The National Cancer Institute (NCI) Common Toxicity Criteria (version 3.0) was the basis upon which all adverse events were described and graded, based on the treating physician's assessment. DLT was based on toxicities incurred during the first treatment cycle. If 2 of 3 or 2 of 6 patients developed DLT, the MTD was defined as 1 dose level below that which the DLTs were observed. If 2 of 3 or 2 of 6 patients at dose level 1 experienced DLT, the dose of clofarabine was reduced to 10 mg/m²/day with the CY dose remaining constant. Myelosuppression was not considered in evaluating toxicity except where bone marrow hypoplasia persisted for at least 42 days with marrow cellularity 5% or lower and no evidence of leukemia. Myelosuppression-related DLT occurred when ANC did not return to 1 × 10⁹/L and platelet count did not return to 75 000/× 10⁹/L or 20% of baseline values (whichever was less) by day 42 of therapy.

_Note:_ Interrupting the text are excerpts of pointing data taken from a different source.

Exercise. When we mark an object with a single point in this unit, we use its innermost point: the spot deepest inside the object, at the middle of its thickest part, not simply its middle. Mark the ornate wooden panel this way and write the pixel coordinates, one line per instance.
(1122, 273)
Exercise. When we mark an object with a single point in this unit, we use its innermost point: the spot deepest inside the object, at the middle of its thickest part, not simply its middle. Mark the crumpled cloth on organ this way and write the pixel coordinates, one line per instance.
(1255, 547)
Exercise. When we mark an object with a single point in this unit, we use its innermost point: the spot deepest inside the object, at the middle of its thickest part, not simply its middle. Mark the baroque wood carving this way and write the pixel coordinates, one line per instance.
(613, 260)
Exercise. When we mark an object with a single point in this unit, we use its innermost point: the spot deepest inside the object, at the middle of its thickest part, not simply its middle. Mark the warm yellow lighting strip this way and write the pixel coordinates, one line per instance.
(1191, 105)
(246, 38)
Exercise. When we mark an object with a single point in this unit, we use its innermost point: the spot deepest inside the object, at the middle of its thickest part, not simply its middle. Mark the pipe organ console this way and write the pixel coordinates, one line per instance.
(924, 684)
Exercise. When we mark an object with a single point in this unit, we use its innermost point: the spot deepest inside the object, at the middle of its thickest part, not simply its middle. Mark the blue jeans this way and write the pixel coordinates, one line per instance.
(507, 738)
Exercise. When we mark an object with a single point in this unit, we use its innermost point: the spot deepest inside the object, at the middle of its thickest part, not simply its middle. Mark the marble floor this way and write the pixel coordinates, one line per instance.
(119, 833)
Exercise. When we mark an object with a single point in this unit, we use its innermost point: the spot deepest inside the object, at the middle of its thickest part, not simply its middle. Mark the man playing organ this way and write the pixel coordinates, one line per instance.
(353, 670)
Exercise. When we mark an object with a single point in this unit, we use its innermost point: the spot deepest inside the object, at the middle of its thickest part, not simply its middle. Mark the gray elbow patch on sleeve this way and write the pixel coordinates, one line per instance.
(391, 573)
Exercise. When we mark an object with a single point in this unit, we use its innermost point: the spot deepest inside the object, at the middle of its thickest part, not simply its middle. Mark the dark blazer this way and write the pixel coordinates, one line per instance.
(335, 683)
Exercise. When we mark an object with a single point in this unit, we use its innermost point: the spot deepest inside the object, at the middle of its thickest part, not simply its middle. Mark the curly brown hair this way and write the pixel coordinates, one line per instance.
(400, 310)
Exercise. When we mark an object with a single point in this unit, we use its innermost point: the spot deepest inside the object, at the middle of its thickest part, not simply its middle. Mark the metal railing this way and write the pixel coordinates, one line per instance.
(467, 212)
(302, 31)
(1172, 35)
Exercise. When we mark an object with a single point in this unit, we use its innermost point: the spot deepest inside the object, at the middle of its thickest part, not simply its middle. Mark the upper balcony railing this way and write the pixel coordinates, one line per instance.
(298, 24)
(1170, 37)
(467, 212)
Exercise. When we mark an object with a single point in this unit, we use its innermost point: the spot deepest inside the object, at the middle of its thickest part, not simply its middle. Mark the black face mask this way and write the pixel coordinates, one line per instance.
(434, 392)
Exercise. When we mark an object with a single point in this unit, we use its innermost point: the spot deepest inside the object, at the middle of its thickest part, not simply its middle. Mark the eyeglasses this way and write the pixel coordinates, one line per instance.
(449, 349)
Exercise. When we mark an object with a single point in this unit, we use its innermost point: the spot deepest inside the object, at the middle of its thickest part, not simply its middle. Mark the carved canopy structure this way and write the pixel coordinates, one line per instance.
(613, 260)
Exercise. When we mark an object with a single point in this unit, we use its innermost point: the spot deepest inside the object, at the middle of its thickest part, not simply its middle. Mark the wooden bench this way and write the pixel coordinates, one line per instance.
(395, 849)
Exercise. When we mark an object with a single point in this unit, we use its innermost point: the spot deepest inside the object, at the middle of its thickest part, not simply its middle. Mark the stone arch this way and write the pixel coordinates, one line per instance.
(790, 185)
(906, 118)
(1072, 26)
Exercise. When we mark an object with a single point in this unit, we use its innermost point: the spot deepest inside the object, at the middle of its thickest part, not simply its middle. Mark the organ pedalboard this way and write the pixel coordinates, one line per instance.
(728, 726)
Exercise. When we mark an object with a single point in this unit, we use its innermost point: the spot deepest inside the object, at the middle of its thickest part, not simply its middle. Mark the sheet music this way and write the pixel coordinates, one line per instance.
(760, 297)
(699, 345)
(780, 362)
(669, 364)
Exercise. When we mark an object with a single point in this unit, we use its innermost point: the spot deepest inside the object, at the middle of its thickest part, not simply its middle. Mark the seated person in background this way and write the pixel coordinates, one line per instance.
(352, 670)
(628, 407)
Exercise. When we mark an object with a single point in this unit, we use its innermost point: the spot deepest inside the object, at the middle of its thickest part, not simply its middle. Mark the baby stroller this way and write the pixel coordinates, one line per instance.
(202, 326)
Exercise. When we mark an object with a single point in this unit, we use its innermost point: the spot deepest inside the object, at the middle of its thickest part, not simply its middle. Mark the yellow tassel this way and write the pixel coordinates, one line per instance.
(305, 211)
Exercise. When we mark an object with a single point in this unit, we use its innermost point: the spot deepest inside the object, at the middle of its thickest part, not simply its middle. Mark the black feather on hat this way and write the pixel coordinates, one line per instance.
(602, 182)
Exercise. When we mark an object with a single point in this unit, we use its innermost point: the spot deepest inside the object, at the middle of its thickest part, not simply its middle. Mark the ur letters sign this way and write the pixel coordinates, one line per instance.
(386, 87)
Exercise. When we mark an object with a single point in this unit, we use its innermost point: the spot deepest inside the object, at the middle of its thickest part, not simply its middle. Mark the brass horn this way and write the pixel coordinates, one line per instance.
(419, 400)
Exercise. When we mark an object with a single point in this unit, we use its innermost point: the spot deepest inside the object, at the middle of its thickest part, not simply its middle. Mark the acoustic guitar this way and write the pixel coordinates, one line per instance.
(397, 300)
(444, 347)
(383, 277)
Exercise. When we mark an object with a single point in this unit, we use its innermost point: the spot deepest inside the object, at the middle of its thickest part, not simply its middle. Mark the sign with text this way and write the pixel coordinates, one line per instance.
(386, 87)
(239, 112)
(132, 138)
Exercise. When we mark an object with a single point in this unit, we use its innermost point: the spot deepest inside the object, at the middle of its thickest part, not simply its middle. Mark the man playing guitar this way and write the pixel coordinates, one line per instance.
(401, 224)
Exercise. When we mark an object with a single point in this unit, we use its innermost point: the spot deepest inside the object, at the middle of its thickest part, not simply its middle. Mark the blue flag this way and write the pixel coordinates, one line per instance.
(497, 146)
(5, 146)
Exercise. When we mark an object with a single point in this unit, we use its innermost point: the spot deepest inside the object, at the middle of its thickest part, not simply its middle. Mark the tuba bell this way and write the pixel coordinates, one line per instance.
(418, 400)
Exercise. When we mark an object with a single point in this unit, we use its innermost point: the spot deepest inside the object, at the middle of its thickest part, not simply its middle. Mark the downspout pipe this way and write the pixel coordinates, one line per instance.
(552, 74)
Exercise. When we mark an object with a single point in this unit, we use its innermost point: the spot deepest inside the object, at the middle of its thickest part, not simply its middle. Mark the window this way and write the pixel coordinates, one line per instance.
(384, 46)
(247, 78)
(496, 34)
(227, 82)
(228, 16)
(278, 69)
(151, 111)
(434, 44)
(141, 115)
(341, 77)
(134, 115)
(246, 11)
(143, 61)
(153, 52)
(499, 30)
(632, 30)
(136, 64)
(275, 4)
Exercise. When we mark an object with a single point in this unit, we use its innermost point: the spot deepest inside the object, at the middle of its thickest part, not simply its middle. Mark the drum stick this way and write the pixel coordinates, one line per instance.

All studies of peripheral blood and bone marrow blast populations were conducted following blast enrichment by Ficoll density separation. For the 13 patients whose circulating blasts were analyzed longitudinally for DNA damage and apoptosis, the median percentage of blasts prior to Ficoll enrichment was 75% (range, 31%-96%) on day 0 prior to treatment and 68% (range, 29%-100%) on day 1 after CY alone and before beginning the clofarabine infusion. The minimal percentage of blasts following Ficoll enrichment was 70% for all specimens.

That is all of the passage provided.